Center for Native Ecosystems Update Number 9
September 17, 2003

Colorado Governor Owens Launches ESA Attack

Colorado Governor Bill Owens announced plans to seek major reforms of the Endangered Species Act, the Denver Post reported yesterday. As the new chairman of the National Governors Association's natural resources committee, Owens is seeking to increase the difficulty of protecting species under the Act. Owens is also touting Colorado's endangered species program as a national model for avoiding Endangered Species Act protection. Critics of the Governor's plan, including CNE, suggest that Owens' version of recovery usually means dumping large numbers of captive-bred animals into the wild without fixing the problems that led to their declines in the first place. "We can plant as many pure-bred, hatchery-raised greenback cutthroat trout as we want into state rivers and streams, but until we protect and recover the habitat, we will not have recovered the species," CNE Executive Director Jacob Smith told the Post. Even with Colorado's most successful programs, like the lynx recovery program, the jury is still out.

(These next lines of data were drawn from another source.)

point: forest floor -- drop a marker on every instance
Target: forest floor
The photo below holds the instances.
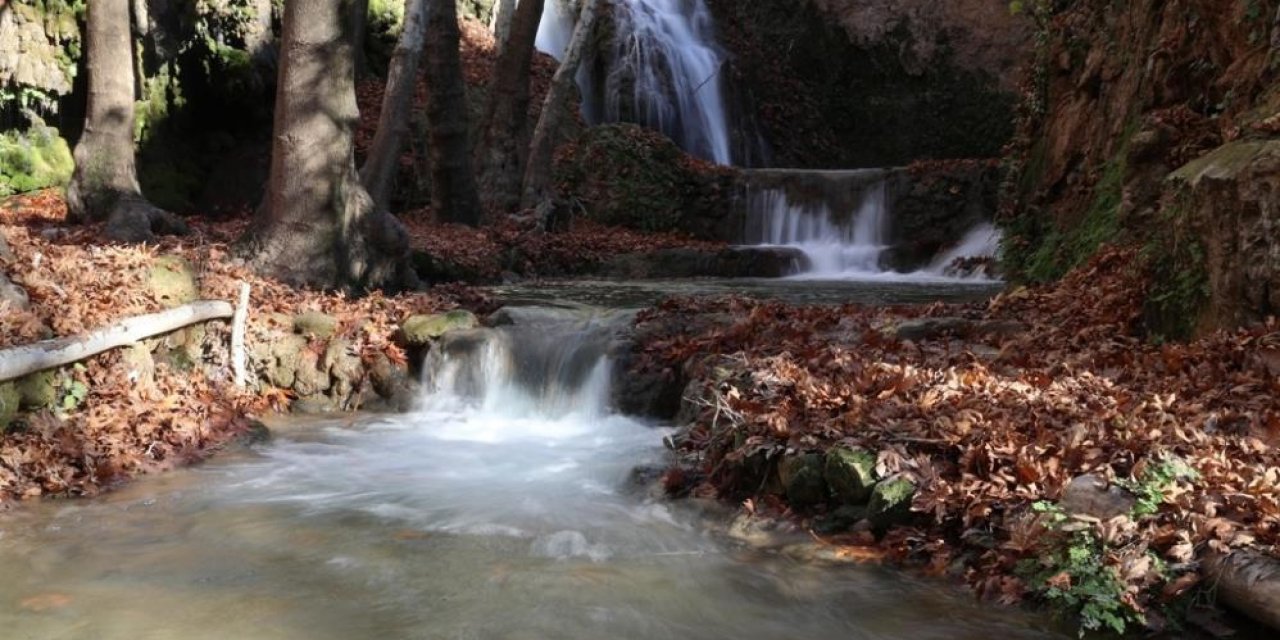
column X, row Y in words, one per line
column 990, row 411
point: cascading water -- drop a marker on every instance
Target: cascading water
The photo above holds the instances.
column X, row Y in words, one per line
column 663, row 72
column 840, row 219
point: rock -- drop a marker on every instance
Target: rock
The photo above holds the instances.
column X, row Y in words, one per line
column 284, row 353
column 931, row 328
column 9, row 402
column 803, row 480
column 314, row 323
column 173, row 280
column 423, row 329
column 346, row 370
column 693, row 263
column 890, row 503
column 850, row 472
column 392, row 384
column 13, row 295
column 840, row 520
column 39, row 391
column 310, row 378
column 1092, row 496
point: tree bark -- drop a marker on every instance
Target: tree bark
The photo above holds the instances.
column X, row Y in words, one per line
column 453, row 184
column 318, row 225
column 28, row 359
column 393, row 122
column 503, row 13
column 105, row 184
column 538, row 168
column 504, row 131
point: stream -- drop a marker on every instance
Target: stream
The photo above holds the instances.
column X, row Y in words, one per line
column 502, row 508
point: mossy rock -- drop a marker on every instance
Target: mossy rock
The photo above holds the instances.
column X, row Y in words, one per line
column 890, row 503
column 314, row 323
column 35, row 159
column 803, row 480
column 39, row 391
column 9, row 402
column 850, row 474
column 173, row 282
column 420, row 330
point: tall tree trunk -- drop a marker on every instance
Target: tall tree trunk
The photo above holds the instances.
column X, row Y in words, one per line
column 318, row 225
column 393, row 122
column 105, row 183
column 504, row 133
column 453, row 184
column 538, row 168
column 503, row 13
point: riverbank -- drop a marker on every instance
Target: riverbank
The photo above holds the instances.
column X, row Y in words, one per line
column 1037, row 446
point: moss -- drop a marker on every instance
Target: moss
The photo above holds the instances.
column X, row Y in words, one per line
column 625, row 176
column 35, row 159
column 1179, row 292
column 1043, row 251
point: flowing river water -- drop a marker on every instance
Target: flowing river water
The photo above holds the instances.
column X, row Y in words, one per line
column 502, row 508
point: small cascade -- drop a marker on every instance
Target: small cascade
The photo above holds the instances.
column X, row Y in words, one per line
column 662, row 72
column 841, row 222
column 554, row 368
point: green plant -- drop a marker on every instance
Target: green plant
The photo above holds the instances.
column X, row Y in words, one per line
column 1155, row 481
column 1074, row 576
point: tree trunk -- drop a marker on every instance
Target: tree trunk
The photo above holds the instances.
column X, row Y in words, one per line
column 538, row 168
column 504, row 133
column 503, row 13
column 393, row 122
column 453, row 184
column 318, row 225
column 105, row 184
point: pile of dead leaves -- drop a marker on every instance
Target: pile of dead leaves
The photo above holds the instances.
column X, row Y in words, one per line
column 77, row 283
column 988, row 425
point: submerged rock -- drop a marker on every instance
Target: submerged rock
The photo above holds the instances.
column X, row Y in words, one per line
column 423, row 329
column 890, row 503
column 803, row 479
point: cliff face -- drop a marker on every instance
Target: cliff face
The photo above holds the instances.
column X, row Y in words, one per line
column 858, row 83
column 1150, row 123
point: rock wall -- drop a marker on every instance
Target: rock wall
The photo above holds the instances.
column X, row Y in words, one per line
column 1150, row 123
column 859, row 83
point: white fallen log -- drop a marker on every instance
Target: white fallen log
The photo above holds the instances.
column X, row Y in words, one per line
column 28, row 359
column 1248, row 583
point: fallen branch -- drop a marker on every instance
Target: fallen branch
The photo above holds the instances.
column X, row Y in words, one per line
column 28, row 359
column 1248, row 583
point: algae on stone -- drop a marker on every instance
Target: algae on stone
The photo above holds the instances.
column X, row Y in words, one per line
column 420, row 330
column 851, row 474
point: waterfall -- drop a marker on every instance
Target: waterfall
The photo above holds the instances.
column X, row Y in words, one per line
column 833, row 247
column 554, row 368
column 663, row 72
column 841, row 222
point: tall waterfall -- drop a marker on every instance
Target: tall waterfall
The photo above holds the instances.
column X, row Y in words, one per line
column 663, row 72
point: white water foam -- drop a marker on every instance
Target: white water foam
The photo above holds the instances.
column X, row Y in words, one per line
column 662, row 74
column 849, row 247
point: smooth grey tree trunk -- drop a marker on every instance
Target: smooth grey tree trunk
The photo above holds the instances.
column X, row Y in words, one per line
column 503, row 13
column 504, row 131
column 318, row 225
column 104, row 184
column 453, row 184
column 538, row 168
column 393, row 122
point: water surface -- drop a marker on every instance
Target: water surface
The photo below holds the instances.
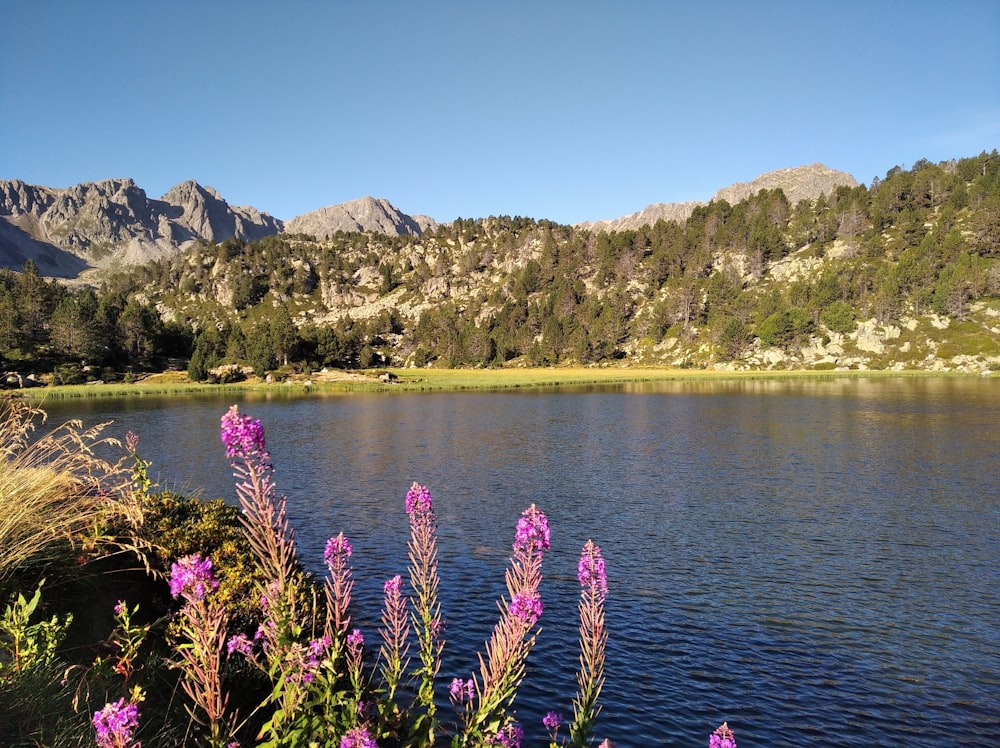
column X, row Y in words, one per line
column 809, row 560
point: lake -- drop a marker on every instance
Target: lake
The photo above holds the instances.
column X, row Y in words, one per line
column 812, row 561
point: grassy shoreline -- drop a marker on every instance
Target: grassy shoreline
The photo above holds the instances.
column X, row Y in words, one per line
column 430, row 380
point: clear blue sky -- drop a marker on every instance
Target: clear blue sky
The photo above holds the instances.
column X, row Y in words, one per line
column 568, row 110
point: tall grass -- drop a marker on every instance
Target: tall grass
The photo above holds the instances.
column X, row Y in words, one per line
column 52, row 487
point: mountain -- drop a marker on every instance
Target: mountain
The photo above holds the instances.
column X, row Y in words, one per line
column 365, row 214
column 113, row 223
column 798, row 183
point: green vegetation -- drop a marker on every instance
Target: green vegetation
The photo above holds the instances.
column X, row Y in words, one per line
column 720, row 289
column 200, row 626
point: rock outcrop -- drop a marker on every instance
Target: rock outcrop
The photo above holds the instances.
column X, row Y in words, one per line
column 113, row 223
column 364, row 214
column 798, row 183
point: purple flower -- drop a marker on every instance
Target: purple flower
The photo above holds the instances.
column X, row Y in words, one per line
column 359, row 737
column 591, row 570
column 115, row 723
column 338, row 550
column 532, row 530
column 509, row 737
column 418, row 500
column 526, row 606
column 723, row 737
column 191, row 577
column 319, row 647
column 240, row 643
column 242, row 435
column 393, row 586
column 355, row 639
column 462, row 690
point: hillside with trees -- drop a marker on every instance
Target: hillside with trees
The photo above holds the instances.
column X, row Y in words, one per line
column 901, row 274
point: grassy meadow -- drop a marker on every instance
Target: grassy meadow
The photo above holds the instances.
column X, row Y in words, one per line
column 426, row 380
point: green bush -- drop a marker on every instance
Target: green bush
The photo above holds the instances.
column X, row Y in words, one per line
column 839, row 317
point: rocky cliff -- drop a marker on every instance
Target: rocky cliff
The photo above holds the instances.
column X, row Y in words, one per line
column 365, row 214
column 113, row 223
column 798, row 183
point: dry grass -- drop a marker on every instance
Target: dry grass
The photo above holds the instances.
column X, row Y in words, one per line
column 52, row 487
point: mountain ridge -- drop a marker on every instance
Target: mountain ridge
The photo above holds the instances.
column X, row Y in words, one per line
column 797, row 182
column 96, row 226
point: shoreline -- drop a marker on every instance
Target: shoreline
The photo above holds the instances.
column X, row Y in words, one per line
column 445, row 380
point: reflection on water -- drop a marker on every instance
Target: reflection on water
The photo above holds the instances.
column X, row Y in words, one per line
column 808, row 558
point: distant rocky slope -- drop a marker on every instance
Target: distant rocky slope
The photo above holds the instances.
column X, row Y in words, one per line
column 365, row 214
column 798, row 183
column 113, row 223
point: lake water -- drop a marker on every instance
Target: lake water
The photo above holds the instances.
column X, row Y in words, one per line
column 811, row 561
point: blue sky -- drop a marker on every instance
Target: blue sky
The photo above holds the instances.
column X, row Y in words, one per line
column 569, row 111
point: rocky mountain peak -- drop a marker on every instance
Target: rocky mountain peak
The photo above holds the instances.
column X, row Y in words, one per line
column 112, row 222
column 798, row 183
column 364, row 214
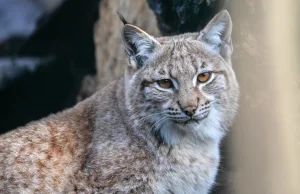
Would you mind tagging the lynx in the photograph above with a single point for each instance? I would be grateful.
(155, 130)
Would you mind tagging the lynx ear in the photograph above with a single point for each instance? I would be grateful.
(217, 34)
(139, 46)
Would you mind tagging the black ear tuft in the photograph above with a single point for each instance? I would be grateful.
(122, 18)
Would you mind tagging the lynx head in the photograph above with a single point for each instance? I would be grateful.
(182, 86)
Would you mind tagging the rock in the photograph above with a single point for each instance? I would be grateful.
(65, 37)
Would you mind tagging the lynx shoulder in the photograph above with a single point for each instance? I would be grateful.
(155, 130)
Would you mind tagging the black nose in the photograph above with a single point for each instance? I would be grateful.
(189, 110)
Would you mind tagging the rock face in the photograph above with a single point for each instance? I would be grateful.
(49, 67)
(180, 16)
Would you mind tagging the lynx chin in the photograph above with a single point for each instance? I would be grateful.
(155, 130)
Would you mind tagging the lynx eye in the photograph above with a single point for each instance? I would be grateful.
(204, 77)
(165, 83)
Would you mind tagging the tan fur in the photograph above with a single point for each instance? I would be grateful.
(130, 137)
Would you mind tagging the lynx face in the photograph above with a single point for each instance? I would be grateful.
(184, 85)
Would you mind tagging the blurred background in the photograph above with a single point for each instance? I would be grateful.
(55, 53)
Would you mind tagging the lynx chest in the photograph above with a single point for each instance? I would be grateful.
(188, 168)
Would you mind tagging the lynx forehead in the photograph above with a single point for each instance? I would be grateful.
(184, 84)
(155, 130)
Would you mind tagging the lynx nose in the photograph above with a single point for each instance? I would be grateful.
(189, 110)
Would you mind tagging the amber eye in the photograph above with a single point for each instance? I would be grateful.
(204, 77)
(165, 83)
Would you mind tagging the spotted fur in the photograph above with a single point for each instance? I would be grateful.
(135, 136)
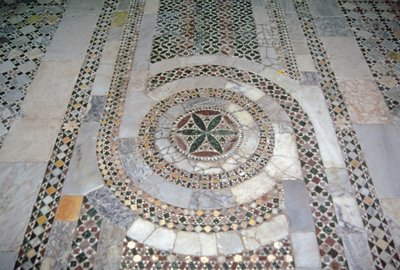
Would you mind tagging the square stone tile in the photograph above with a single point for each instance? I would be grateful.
(69, 207)
(305, 250)
(364, 101)
(72, 37)
(346, 58)
(7, 260)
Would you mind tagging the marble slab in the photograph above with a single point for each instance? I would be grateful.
(83, 174)
(7, 260)
(30, 140)
(72, 37)
(381, 147)
(51, 89)
(20, 183)
(357, 250)
(305, 250)
(109, 250)
(59, 245)
(298, 209)
(347, 63)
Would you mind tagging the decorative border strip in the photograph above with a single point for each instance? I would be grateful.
(198, 27)
(86, 238)
(36, 26)
(284, 48)
(390, 58)
(139, 256)
(43, 213)
(379, 238)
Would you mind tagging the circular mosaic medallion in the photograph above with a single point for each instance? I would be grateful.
(168, 135)
(206, 134)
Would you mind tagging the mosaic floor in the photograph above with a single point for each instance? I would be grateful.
(217, 134)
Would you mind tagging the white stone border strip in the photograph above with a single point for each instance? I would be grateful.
(209, 244)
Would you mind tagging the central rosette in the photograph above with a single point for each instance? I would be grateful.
(206, 134)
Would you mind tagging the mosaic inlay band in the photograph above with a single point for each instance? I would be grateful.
(206, 134)
(197, 27)
(330, 244)
(43, 213)
(380, 241)
(253, 164)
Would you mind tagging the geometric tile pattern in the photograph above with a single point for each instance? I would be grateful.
(331, 246)
(249, 168)
(376, 26)
(274, 256)
(281, 35)
(26, 30)
(380, 241)
(149, 208)
(210, 133)
(85, 239)
(196, 27)
(39, 227)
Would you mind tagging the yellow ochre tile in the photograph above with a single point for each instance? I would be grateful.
(68, 209)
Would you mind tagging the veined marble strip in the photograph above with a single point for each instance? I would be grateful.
(32, 250)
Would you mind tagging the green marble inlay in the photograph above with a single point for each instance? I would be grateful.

Governor Owens also wants to require the U.S. Fish and Wildlife Service to adopt recovery plans for endangered species at the time they are listed. Conservation groups contend this is a ploy intended to drive up the cost of listing, further slowing down critical protections and making real recovery of endangered species even less likely. Because intensive research on an endangered species' conservation needs usually doesn't begin until it is listed under the Act, biologists are typically unable to develop a scientifically credible recovery plan until a species has been protected for at least several years.